To those of you friends who have been waiting for me to re-emerge in this blog as one of your guides to classic mysteries - well, here I am sort of. So before moving ahead, let me explain a bit:
For more than a decade, I have relied on two increasingly aged computers when I write and publish Classic Mysteries. Without warning, both decided to take final leaps into the unknown, stubbornly refusing to do anything useful. OK, sez I, it's time to bite the bullet and get one replacement machine for both computers, sez I. Should be simple, sez I.
Uh huh.
That roaring sound you may hear is the gods laughing. They're enjoying themselves.
So, after nearly a month, I am comfortable enough with these programs that seem to have been designed to confuse an alien civilization (that would be you and me) to promise some new reviews...soon. I'll start with some features from the Classic Mysteries vault. I will publish, I hope, with some regularity, but my output will be sporadic for a few weeks until I'm comfortable with Windows 10. Spare me the lecture, please, about Apple's superiority - today, it's every bit as complicated as Windows 10.

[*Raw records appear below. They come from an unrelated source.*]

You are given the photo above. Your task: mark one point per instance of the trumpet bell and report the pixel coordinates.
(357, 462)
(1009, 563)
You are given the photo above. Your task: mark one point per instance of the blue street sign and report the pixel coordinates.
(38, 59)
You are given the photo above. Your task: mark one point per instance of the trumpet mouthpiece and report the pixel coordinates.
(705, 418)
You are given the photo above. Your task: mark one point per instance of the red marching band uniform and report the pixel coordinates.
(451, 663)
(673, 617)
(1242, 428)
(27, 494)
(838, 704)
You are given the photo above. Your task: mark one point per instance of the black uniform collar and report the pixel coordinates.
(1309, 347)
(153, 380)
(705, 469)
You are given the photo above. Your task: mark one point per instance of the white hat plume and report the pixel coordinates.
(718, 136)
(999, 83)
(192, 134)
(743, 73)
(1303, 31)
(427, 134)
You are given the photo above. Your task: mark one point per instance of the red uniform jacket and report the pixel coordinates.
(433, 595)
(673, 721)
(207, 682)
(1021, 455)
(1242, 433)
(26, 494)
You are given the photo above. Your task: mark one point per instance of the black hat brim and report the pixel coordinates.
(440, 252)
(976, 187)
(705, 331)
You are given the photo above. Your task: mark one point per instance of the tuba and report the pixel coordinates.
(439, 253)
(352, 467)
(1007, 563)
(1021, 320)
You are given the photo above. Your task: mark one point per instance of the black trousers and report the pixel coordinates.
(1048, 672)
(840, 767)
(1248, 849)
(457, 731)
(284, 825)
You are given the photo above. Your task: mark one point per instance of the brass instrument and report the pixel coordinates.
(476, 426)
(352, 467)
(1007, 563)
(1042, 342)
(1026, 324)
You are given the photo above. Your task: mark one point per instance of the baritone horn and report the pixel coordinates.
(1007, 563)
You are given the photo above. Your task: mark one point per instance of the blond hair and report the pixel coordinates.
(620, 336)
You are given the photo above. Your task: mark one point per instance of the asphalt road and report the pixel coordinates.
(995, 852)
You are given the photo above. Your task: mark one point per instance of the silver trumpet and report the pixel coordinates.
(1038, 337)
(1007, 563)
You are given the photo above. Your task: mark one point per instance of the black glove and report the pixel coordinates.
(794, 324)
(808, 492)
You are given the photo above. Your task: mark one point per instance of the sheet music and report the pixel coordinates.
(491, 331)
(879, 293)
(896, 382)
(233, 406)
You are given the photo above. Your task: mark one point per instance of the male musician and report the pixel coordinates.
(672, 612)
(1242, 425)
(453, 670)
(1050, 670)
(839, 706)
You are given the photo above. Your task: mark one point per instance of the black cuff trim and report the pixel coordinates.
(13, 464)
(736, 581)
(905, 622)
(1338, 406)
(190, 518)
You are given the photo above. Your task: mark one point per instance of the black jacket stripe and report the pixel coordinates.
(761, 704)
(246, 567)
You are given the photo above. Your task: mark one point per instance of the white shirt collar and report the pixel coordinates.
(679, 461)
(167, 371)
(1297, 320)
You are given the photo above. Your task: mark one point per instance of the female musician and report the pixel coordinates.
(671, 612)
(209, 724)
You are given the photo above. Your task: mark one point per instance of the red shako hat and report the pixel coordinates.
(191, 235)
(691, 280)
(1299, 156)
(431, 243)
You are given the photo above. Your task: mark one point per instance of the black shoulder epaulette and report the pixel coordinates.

Anyway, let's start with a complex but thoroughly enjoyable book by Michael Innes, his first, published in 1936, called Death at the President's Lodging. It's the book in which he first introduced readers to Detective Inspector John Appleby, that most erudite of investigators. Below, you'll find a transcript of my original audio review for the Classic Mysteries blog. Please do check back, as I hope against hope that this accursed computer will allow me to continue in the days and weeks ahead. I hope. As Schwarzenegger the Great said...I'll be back.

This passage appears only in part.